Configure data transfer agent properties
See below for details on configuring the following:
- Data transfer agent - application properties
- Security properties
- Data Migrator - application properties
- Secure communication
Data transfer agent - application properties
Property | Description | Default value |
---|---|---|
dataagent.port | The port on which the data transfer agent is running. | 1433 |
dataagent.callback-period-ms | The period in milliseconds for sending the callback from the data transfer agent to Data Migrator with the progress of the file transfer. | 1000 |
dataagent.fs-timeout-sec | The period in seconds after which an unused filesystem is eligible for removal from the filesystem cache on the data transfer agent side. The filesystem cache for reusing filesystem representation for file transfer. | 600 |
dataagent.cache-cleanup-period-sec | The period in seconds for running a cleaning cache job. If the job detects filesystem in cache isn't used during dataagent.fs-timeout-sec or more, the job deletes the filesystem from the cache. | 1800 |
dataagent.grpc-pool-max-threads | The maximum number of threads that can be used for the gRPC connection, or the maximum number of files that can be transferred at the same time by a given data transfer agent. | 150 |
dataagent.grpc-pool-keep-alive-time-sec | The period in seconds after which unused threads can be removed from the gRPC pool. The number of threads in the gRPC pool is managed automatically. We don't recommend changing it to a lower value (lower than 10) | 60 |
dataagent.grpc-callback-thread-count | The number of threads responsible for sending progress callbacks from the data transfer agent to the server. Can be increased if transferring a very large number of small files. | 5 |
dataagent.grpc-max-inbound-message-size-kb | The maximum message size in kilobytes that the data transfer agent can receive. Don't set the value to less than the default. | 4096 |
dataagent.thread-dump-dir | The directory contains thread dump files. | ${log.dir:./logs}/threads |
dataagent.thread-dump-period-sec | The frequency in seconds at which a new thread dump is created. We don't recommend reducing the value to below 60 seconds (one minute). | 3600 |
dataagent.thread-dump-number-files | The maximum number of thread dump files in the thread dump directory. If the limit is exceeded, old files are deleted. | 24 |
Security properties
Security properties are generated when you install data transfer agents. Don't change the property values.
Property | Description |
---|---|
dataagent.grpc.security.client-secret | The secret key of the installed data transfer agent. |
dataagent.grpc.security.keystore | Path to a Java keystore file with secrets. |
dataagent.grpc.security.keystore-password | Password for a Java keystore access. |
Data Migrator - application properties
The following application properties allow Data Migrator to communicate with the data transfer agents.

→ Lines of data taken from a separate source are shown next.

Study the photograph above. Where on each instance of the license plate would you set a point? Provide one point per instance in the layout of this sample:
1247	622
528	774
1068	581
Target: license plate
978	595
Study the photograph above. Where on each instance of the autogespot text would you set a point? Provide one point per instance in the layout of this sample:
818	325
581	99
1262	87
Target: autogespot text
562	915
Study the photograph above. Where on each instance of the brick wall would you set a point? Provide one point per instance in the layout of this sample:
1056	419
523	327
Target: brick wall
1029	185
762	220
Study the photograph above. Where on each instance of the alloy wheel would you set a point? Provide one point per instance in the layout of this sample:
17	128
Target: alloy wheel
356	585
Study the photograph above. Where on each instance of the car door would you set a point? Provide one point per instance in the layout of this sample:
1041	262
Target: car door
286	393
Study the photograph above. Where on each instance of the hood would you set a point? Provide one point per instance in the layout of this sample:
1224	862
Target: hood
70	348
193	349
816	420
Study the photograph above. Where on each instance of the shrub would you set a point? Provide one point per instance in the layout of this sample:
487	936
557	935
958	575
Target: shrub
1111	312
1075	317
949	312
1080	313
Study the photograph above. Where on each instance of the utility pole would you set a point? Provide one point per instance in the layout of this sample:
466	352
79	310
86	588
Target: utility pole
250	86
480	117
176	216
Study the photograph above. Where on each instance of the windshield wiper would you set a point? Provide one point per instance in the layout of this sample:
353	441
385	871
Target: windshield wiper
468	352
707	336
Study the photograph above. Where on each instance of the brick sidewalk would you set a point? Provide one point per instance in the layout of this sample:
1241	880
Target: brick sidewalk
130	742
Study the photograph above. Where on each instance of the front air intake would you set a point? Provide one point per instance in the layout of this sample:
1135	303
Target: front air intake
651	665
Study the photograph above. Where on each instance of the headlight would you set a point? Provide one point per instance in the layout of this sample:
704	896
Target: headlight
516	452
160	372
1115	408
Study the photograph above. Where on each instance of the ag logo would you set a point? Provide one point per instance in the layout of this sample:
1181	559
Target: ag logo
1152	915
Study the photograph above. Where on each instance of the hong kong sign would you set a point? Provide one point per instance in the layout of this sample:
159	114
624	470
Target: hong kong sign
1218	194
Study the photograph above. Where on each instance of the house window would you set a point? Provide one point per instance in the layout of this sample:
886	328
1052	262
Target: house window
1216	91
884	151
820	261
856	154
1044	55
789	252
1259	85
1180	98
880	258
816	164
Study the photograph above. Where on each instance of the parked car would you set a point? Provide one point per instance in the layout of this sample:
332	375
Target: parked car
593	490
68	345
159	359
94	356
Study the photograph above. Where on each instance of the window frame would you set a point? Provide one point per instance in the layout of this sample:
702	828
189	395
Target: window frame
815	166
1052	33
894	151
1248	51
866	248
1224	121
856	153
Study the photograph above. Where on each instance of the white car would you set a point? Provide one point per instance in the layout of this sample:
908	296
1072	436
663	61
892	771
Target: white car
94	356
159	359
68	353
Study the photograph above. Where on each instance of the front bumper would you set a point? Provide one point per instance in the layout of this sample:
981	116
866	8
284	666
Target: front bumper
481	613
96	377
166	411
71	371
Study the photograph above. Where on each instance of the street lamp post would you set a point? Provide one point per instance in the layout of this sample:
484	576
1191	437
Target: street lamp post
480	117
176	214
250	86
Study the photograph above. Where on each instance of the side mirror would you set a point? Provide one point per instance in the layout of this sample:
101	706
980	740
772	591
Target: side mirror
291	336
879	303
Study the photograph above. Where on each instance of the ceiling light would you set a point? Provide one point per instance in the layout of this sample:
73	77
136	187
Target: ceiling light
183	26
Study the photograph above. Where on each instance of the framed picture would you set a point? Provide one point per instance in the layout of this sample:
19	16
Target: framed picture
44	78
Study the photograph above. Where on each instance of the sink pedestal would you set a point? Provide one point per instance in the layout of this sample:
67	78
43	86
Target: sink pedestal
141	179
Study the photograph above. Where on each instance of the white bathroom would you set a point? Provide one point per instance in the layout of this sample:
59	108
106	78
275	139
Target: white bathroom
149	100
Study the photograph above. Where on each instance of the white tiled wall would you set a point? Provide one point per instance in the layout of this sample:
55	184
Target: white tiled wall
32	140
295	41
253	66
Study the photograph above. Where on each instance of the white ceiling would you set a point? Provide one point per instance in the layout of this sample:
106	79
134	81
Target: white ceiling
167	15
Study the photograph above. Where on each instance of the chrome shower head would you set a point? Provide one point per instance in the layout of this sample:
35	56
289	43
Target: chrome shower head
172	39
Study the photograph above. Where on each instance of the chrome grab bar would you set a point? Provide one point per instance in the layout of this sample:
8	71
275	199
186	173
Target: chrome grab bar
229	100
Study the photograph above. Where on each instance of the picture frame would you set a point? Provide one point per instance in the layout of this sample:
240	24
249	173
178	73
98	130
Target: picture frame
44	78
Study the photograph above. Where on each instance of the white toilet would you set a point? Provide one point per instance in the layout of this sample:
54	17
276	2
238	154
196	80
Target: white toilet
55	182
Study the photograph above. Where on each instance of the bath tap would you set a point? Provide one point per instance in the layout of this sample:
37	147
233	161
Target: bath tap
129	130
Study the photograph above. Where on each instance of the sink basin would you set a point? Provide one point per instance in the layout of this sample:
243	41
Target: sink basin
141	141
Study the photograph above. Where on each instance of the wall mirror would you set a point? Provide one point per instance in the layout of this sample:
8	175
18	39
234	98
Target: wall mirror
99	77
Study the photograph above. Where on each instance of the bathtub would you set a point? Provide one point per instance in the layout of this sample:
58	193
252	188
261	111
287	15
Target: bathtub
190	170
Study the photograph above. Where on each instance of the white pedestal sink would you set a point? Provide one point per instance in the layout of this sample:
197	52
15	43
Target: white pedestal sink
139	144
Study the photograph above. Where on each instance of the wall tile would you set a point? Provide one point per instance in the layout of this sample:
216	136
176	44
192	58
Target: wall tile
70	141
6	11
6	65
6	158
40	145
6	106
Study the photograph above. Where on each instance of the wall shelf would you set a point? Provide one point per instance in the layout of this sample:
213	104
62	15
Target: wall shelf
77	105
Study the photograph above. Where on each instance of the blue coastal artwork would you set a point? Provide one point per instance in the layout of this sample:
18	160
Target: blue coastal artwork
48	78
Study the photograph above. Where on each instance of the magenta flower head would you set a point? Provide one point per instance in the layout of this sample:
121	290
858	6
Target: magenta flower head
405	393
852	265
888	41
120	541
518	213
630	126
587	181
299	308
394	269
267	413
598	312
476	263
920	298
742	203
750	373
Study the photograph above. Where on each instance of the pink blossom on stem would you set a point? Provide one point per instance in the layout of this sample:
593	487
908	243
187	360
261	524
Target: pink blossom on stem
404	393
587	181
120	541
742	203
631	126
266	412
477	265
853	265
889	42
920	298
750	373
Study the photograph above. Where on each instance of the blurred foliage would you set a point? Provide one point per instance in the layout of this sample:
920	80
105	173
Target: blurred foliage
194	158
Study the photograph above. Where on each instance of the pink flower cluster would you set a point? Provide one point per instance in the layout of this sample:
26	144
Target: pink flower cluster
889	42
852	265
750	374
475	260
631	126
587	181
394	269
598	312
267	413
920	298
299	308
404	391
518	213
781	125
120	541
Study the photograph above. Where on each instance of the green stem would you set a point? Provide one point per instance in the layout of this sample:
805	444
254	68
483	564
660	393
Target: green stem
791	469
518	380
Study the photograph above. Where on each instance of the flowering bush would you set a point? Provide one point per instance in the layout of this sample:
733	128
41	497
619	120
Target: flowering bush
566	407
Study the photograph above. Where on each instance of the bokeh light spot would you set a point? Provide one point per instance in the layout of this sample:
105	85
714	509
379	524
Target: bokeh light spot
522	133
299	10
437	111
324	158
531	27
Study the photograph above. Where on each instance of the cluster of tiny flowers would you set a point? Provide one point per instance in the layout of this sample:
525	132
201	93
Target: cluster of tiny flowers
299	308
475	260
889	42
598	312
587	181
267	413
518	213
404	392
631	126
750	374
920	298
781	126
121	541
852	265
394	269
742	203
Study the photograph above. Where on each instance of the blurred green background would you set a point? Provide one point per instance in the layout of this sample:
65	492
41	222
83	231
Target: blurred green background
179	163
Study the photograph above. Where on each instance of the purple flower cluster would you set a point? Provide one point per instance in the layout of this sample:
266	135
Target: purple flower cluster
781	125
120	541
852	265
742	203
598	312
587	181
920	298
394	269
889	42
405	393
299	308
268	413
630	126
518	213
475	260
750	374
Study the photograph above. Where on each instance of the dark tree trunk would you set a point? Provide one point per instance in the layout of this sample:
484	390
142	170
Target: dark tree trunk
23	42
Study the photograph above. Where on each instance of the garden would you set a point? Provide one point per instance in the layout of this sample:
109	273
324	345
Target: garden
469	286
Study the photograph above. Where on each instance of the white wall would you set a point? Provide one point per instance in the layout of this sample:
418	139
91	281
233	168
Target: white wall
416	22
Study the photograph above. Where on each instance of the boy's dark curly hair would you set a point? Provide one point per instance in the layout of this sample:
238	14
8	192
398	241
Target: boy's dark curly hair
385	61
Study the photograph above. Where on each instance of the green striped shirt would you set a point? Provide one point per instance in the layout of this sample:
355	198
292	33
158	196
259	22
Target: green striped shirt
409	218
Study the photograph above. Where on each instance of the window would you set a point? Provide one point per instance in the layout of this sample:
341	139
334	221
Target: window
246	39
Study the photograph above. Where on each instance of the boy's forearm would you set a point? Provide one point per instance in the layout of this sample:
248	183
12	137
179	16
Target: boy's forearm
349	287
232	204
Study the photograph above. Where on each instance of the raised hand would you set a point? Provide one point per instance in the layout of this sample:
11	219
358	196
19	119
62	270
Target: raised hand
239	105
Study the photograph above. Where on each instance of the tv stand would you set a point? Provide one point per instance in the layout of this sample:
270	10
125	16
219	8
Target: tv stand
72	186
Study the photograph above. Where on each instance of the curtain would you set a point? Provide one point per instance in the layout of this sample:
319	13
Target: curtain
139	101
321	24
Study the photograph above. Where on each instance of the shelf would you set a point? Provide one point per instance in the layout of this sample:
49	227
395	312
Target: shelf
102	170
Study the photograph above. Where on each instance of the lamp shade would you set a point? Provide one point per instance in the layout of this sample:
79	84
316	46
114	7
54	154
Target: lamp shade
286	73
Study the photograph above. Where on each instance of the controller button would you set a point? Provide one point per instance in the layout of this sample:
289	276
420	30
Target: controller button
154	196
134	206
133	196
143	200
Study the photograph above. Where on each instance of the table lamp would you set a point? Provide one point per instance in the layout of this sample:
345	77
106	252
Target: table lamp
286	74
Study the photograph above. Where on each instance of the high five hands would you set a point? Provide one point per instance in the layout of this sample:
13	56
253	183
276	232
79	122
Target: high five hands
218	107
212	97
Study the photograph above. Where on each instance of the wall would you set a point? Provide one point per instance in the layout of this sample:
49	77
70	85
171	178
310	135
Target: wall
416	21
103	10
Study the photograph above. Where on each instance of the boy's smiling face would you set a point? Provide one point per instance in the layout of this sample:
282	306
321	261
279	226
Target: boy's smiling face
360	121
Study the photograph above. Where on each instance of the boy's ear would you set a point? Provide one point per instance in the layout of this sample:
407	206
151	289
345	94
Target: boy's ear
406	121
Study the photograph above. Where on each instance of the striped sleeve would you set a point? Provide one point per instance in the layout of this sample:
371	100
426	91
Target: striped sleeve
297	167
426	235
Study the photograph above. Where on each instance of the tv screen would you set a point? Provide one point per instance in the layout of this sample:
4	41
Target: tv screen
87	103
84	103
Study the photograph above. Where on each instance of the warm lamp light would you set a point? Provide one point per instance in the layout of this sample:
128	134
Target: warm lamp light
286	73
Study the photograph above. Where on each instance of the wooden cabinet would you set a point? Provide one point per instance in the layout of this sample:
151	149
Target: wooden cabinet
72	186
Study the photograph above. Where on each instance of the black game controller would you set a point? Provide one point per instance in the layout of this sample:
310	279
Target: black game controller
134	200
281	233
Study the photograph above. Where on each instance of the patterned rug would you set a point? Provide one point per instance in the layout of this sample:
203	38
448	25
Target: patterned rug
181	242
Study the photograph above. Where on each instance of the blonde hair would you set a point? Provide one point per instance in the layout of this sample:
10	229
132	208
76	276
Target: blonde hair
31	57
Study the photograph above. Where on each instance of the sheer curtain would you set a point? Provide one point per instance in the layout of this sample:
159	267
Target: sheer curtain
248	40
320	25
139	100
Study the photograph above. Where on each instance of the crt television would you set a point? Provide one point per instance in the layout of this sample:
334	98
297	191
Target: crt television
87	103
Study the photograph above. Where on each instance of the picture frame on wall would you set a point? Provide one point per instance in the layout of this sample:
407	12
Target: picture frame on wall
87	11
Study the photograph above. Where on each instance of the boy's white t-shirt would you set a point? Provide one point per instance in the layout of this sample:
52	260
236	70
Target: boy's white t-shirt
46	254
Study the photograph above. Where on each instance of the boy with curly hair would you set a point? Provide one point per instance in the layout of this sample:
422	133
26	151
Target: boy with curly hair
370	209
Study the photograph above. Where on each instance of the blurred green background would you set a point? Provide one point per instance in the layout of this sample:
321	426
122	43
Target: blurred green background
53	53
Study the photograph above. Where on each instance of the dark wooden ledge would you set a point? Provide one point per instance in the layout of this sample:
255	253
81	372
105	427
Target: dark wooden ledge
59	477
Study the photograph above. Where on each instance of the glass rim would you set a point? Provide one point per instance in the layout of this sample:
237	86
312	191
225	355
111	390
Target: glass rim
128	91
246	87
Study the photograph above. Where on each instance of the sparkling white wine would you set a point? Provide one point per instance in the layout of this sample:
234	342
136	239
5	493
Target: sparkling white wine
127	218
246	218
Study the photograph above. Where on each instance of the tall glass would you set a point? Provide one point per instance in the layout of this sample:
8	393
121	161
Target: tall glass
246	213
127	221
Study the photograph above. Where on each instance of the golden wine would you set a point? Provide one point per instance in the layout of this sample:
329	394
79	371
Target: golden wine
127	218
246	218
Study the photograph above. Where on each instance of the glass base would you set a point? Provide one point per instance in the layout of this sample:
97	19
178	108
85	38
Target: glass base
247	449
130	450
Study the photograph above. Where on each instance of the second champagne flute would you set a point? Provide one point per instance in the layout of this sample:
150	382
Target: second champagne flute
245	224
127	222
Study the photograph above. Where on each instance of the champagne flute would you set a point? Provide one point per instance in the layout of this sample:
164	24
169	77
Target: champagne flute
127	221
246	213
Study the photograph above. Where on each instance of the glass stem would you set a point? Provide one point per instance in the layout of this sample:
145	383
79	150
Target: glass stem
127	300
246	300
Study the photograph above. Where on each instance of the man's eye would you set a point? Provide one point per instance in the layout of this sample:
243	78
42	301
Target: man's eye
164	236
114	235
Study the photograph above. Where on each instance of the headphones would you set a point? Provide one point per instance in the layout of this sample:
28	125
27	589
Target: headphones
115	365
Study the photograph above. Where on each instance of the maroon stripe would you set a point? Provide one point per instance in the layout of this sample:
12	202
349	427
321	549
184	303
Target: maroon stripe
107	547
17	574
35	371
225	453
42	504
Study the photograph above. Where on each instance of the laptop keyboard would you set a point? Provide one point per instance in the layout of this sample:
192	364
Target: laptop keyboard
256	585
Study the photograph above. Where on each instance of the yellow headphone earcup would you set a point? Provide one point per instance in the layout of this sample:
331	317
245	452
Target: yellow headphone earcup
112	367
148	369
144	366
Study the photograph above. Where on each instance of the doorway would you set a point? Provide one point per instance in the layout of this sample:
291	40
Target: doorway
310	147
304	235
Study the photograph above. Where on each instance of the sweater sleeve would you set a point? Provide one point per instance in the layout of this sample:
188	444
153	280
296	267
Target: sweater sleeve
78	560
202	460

Property | Description | Default value |
---|---|---|
hdfs.fs.delegationtoken.renew.period.sec | The frequency in seconds that HDFS delegation tokens need to be renewed. This value should be less than dfs.namenode.delegation.token.renew-interval from the configuration of the HDFS source/target, and converted from milliseconds to seconds. Delegation tokens are used to submit file transfer tasks to the data transfer agent for Kerberos-enabled HDFS filesystems. | 3600 |
hdfs.fs.delegationtoken.refresh.factor | The value ranges from 0 to 1. This means the percentage of the remaining lifetime of the token, after which this token should be replaced with the new one. The default value is 0.85 . This means that after passing 15% of the overall lifetime of the delegation token, this token won't be used for new file transfers, and a new token will be issued. This is important for migrating extremely large files. If, for instance, the total lifetime of the token is 7 days, and the transfer of each file takes 5 days, every subsequent file transfer should be started with a new token with enough remaining lifetime. We don't recommend setting this value any lower than 0.15. | 0.85 |
hdfs.fs.delegationtoken.cleanup.period.sec | The period in seconds to run delegation token cache cleaning. If the job detects the delegation token in cache isn't being used by any data transfer agents and the lifetime of the token exceeds hdfs.fs.delegationtoken.refresh.factor , the job deletes the delegation token from the cache. | 60 |
dataagent.healthcheck.timeout.sec | The period in seconds for a data transfer agent to respond before it is marked as unhealthy. | 60 |
dataagent.healthcheck.period.sec | The frequency in seconds that Data Migrator checks the health status of data transfer agents. | 60 |
dataagent.healthcheck.thread.count | The number of threads used to check the health status of data transfer agents. You can increase this value if you're using a lot of data transfer agents or if there are frequent connection issues between Data Migrator and the data transfer agent servers. | 5 |
dataagent.grpc.thread.count.max | The maximum number of threads used for the gRPC connection. Generally, this value should be the same as pull.threads . | 100 |
dataagent.grpc.thread.keepalive.time.sec | The period in seconds, after which unused threads can be removed from the gRPC pool. The number of threads in the gRPC pool is managed automatically. We don't recommend changing it to a lower value (lower than 10). | 60 |
dataagent.loadbalancer.timeout.sec | The maximum period in seconds for searching for the next available data transfer agent to submit a file transfer. If Data Migrator can't find an active data transfer agent after the specified period, an exception is thrown. We don't recommend setting the value to lower than 5. | 60 |
dataagent.transfer.attempts.max | The number of attempts sending a file transfer task to the next data transfer agents when a data transfer fails. This doesn't affect the migration.file.max.retries property. It means that if customer has 10 data transfer agents, the property set migration.file.max.retries is set to 5 , and the property dataagent.transfer.attempts.max is set to 7 , then Data Migrator attempts to transfer the file using 7 data transfer agents every migration.file.max.retries attempt (5*7=35 times). This also depends on any exceptions. | 5 |
dataagent.stats.collect.period.sec | The frequency in seconds that Data Migrator gathers and updates statistical information about data transfer agents (for example, the number of bytes migrated, files migrated, and so on). | 5 |
Secure communication
S3 target filesystems
To enable secure communication between the data transfer agent and an S3 target filesystem type, you need to use delegation tokens. There are three types of token that give agents access to S3 buckets:
Session token
This token expires and you can’t renew it. It's useful for services that run for a short time.Role token
This token is available with a AWS account specific role for a short time.(Recommended) Full delegation token
This token contains the AWS access and secret keys needed to access a bucket. It doesn't expire.
For more information about delegation tokens, see Apache Hadoop - Working with Delegation Tokens.